Faire du pouce aisément, sans me préoccuper de la direction. Nord ou sud.
- Bretter dans le gazon à Seattle, arracher quelques pousses vertes. Regarder autour de moi ce que je vois, juste assimiler, ou encore me fermer les yeux et me dire "Fuck que j'ai pas hâte de revenir au Québec".
Dormir dans une tente, à Kelowna, et avoir la nature comme réveil-matin... Il fait chaud que le cr*ss à 7 h 30 du mat, quand le soleil se lève.
La nature est saine. Elle nous veut libre, aussi. Dès décembre, dès les vacances d'école, je ferai mon backpack pour aller me ressourcer... afin de poursuivre, ensuite, ma route dans le monde stressé et déconnecté de la pureté.
20 septembre 2008
Constatation de la nuit
Bizarre : La session à l'université commence. Ou plutôt, elle est maintenant bien entamée. On sent les devoirs qui pèsent lourd, qui s'accumulent, on voit notre agenda, mais on ne voit plus ce qu'il y a dedans tellement il y a des choses d'écrites. C'est peut-être pour ça, l'oubli de faire mes tâches d'étudiante?
En fait, maintenant, à 1 h 37 du mat, je constate que mon blogue commence enfin (...) à aborder le thème particulièrement incontournable de la procrastination. Souhaitons seulement que je vais trouver d'autres sujets (en tout cas, moi je le souhaite du plus profond de mon coeu-coeur).
Lil'Joa, heureuse préposée au ménage
Je ne sais pas si c'est parce que j'aime vraiment faire le ménage ou si c'est par un goût de procrastiner trop important dans ma vie, mais ce soir, je me suis presque étonnée en faisant mon grand ménage du printemps en automne.

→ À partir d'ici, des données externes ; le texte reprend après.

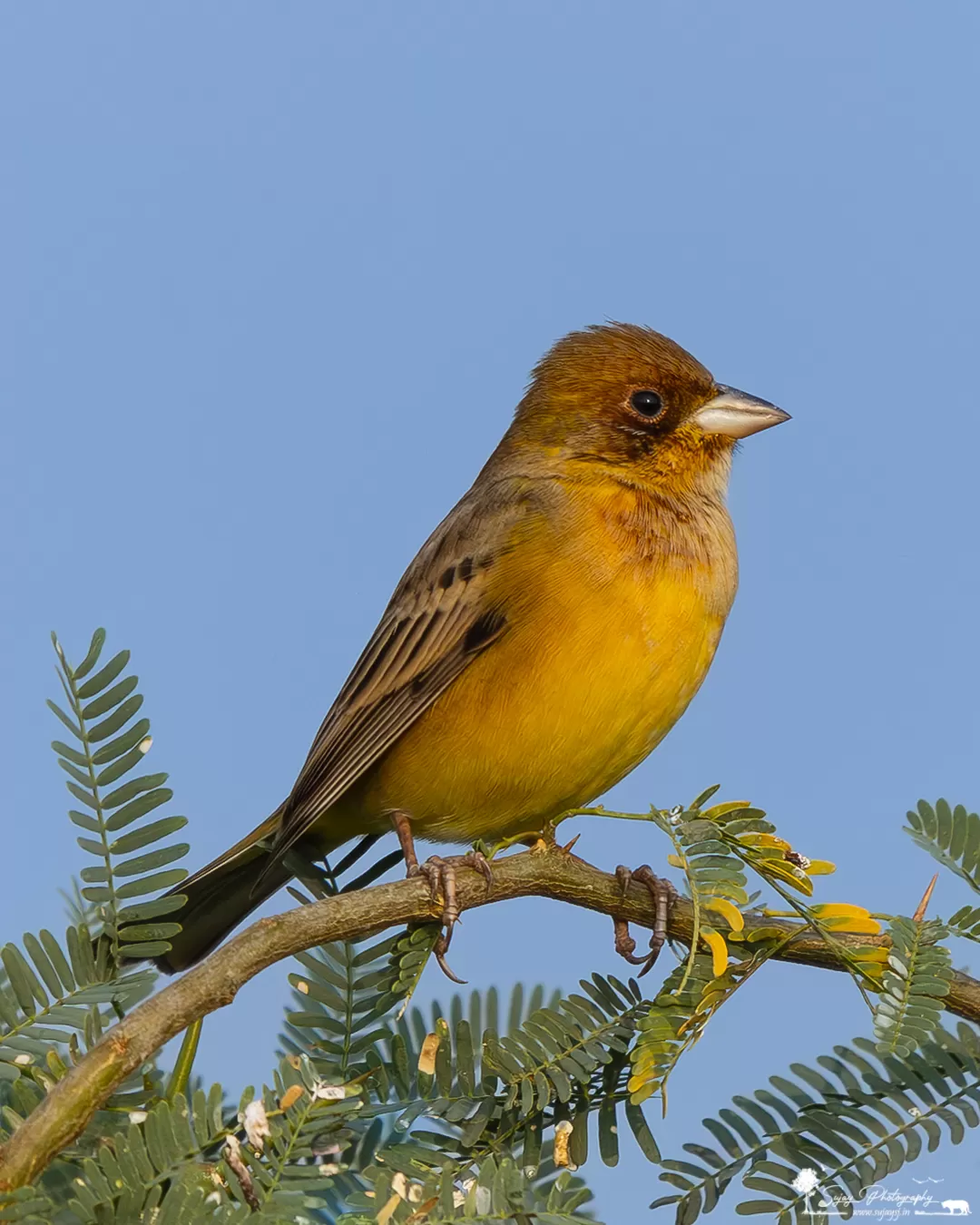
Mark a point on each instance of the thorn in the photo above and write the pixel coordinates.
(446, 970)
(920, 910)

Après avoir : passé l'aspirateur, lavé le plancher, nettoyé la vaisselle croûtée, épousseté le salon, lavé le couvre-divan, fait mon lavage personnel, rangé ma chambre pour ensuite la nettoyer et changer tous les meubles de place (!), installé mon ordinateur de table avec les milliards de fils, lavé mon lit et tenté de remettre les draps dessus sans aucun plis, je me retrouve à bout de souffle et prête à me canter dans mon lit qui sent le Tide original. Trop tard pour étudier ma linguistique, me dis-je. Demain. Demain après avoir fait les boutiques avec une copine.
17 septembre 2008
Besoin de chaleur
Elle le tourne vers la droite, et l'autre aussi. Puis celui du milieu. Les jets chauds claquent dans le fond du bain tout propre. Ils massent et activent le corps endormi, lequel se réveille sous l'eau qui tombe sans délicatesse. L'odeur du savon en gel aux baies des champs occupe le petit espace intime et humide. Les muscles se réchauffent, les poumons et l'odorat sont soumis à une nouveauté odorante.
Elle le tourne vers la gauche, et l'autre aussi. Puis celui du milieu. Les anneaux de métal frottent rapidement le pôle, lui aussi métallique. Elle ne se souvenait plus de la déception de sortir d'une douche chaude alors que le froid vit dans la pièce. L'automne arrive, la salle de bains le sait!
La mâchoire ne ment pas, il fait froid. La chair de poule est partout sur elle, partout partout. Vite une serviette, vite des vêtements, vite de la chaleur. Et que l'été revienne au plus vite!